Como dos atletas llegando juntos al último kilómetro de la maratón de unos Juegos Olímpicos. Como el último penalti de una tanda en la final del mundial de fútbol. Como en el hoyo de desempate del Másters de Augusta de golf. Llegar hasta allí ya es toda una hazaña, pero no basta. Llegado el punto decisivo, más vale tener un as en la manga. Un último cambio de ritmo. El mejor lanzador del equipo. El temple adecuado con el putt. Algo. Porque a los ganadores sólo les vale ganar.
Eso es lo que son Lorenzo y Márquez. Y, en esa curva tres, los dos sabían que tenían que sacar ese algo. El de Marc era tan evidente como, a priori, eficaz. Poner su Honda RC213V en el ápice de la curva a baja velocidad con la clara intención de obligar a Lorenzo a hacer exactamente lo mismo con su Desmosedici, perdiendo tanto velocidad como tracción, obligándole a salir casi parado y a su estela.

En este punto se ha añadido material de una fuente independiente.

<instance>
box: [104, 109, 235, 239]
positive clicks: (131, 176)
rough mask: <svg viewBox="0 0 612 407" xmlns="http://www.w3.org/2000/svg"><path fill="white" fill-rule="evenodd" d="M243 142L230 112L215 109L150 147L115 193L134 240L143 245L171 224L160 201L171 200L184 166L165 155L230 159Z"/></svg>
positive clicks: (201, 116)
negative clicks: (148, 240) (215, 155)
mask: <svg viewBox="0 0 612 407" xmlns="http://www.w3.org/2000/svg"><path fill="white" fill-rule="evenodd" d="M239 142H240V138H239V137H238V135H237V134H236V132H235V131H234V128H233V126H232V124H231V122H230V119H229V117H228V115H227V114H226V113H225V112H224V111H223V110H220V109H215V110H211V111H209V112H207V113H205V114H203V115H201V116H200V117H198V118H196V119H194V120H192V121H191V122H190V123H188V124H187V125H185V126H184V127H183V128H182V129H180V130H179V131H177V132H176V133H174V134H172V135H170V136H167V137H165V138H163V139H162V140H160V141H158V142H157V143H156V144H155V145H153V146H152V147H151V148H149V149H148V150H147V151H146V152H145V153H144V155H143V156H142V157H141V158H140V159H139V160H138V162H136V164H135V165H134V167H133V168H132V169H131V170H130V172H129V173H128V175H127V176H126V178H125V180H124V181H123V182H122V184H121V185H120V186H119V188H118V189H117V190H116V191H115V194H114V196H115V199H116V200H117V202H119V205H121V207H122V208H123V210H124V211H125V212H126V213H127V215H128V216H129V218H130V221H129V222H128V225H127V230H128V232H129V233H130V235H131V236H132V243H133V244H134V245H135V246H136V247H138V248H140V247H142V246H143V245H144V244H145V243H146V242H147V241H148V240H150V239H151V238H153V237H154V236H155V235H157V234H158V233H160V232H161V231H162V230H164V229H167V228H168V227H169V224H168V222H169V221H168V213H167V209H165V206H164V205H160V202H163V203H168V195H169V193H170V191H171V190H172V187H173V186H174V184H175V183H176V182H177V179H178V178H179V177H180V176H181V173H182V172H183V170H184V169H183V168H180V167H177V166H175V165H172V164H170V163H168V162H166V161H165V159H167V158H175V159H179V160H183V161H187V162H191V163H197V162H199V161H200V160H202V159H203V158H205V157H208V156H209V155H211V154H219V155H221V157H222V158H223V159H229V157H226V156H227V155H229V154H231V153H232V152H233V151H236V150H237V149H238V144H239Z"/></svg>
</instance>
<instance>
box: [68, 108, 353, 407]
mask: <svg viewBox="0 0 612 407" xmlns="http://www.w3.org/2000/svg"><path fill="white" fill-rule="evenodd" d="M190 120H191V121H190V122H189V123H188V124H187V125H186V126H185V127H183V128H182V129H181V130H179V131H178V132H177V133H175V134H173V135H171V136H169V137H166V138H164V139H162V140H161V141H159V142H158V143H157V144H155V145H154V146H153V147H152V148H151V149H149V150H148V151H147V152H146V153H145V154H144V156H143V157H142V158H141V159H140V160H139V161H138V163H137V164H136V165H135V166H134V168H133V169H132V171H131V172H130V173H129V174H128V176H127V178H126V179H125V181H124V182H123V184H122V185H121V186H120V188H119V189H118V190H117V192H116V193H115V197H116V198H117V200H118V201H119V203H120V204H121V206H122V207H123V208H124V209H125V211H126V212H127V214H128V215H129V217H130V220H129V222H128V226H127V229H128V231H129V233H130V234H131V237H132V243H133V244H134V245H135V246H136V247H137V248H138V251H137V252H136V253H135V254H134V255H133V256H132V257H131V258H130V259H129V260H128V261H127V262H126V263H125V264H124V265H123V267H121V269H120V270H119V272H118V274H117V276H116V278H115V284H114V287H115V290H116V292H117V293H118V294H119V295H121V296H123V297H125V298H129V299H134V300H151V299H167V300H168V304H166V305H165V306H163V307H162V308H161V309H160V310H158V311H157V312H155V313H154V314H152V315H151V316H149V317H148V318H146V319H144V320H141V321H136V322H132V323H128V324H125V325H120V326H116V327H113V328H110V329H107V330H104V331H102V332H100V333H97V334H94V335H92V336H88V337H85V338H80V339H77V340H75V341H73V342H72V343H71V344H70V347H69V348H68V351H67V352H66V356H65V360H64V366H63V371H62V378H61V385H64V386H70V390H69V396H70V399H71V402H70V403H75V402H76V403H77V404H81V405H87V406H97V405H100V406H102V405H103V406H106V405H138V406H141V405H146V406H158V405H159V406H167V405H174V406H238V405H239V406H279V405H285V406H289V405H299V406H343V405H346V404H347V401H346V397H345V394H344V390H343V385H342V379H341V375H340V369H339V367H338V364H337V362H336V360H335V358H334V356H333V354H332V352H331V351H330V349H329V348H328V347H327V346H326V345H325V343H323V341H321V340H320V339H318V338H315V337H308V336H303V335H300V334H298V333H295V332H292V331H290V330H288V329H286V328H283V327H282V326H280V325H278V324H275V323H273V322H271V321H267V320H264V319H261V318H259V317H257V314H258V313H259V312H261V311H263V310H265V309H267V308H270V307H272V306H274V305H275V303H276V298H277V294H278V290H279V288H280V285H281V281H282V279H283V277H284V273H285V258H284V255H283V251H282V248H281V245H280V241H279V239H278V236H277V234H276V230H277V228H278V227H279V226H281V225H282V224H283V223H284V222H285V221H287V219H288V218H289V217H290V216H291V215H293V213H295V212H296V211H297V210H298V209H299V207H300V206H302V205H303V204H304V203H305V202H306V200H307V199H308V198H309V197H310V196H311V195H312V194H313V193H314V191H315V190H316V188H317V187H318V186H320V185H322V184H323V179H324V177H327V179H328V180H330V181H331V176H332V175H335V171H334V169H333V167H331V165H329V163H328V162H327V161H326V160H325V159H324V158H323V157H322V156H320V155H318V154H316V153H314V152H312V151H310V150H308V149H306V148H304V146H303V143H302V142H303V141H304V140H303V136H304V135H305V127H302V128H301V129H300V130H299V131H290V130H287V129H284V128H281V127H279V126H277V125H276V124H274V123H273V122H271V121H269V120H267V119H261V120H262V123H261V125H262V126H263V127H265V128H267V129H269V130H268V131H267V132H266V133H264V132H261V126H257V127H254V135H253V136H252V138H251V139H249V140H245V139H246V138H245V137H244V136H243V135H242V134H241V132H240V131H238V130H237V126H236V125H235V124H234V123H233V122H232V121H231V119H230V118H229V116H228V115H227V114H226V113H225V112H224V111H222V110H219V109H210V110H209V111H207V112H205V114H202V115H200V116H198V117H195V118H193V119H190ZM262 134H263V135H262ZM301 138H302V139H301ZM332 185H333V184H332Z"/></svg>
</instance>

Sobre el papel, la maniobra era muy buena. Cerrar el interior, el sitio lógico. Sobre todo teniendo detrás a un piloto tan lógico, tan cerebral. El manual indicaba que el balear tendría que buscar el ápice y conservar tanta tracción como pudiera para al menos poder acelerar por dentro.
Se le olvidó a Márquez que una de sus grandes especialidades es forzar a los demás a ser mejores. A ir más allá de lo que tenían en el plan inicial. A hacer algo distinto. Desde su llegada, ha obligado a pilotos consagrados a rejuvenecer para poder plantarle cara. Los dos mejores ejemplos son, evidentemente, Valentino Rossi y Jorge Lorenzo.
Con Rossi se ha visto en numerosas ocasiones. Con Lorenzo, también en alguna. Nunca tan clara. En Austria, el martillo y la mantequilla no habían logrado dejar atrás a Márquez. Ejecutados a la perfección, habían sido condición necesaria para llegar con opciones a la hora de la verdad. Necesaria, que no suficiente.
Semejante empresa requería más. El as definitivo que decantase la contienda a su favor. Martillo, mantequilla, ¿y qué más? Durante un segundo, Jorge Lorenzo retrocedió casi 15 años hasta aquel 20 de septiembre de 2003 en Río de Janeiro, donde logró su primer triunfo ante Casey Stoner y Alex De Angelis, empezando la última vuelta cuarto y con un decisivo adelantamiento por fuera a Dani Pedrosa.
Él ha crecido, las motos también. Sin embargo, bajo la capa de madurez del Lorenzo de 2018 se puede encontrar a aquel niño del chupa chups que se peleaba con la Derbi. En Austria, Márquez le obligó a sacar un truco más, y Lorenzo recurrió a su pasado. Mientras Márquez se paraba en el ápice, Lorenzo se olvidó de buscar el interior.
Como en aquel 2003, desechó la opción lógica. Pasó de estrategias y recurrió al instinto y, mientras Márquez seguía parado, él pasaba por fuera hacia una de sus mejores victorias tras el que sin duda fue, por el dónde, el cómo, el cuándo y el contra quién, el mejor por fuera de toda su vida. Necesitaba un truco y, en vez de buscar algo nuevo, sacó el más viejo que tenía. El instinto le llevó, por fuera, a ganar.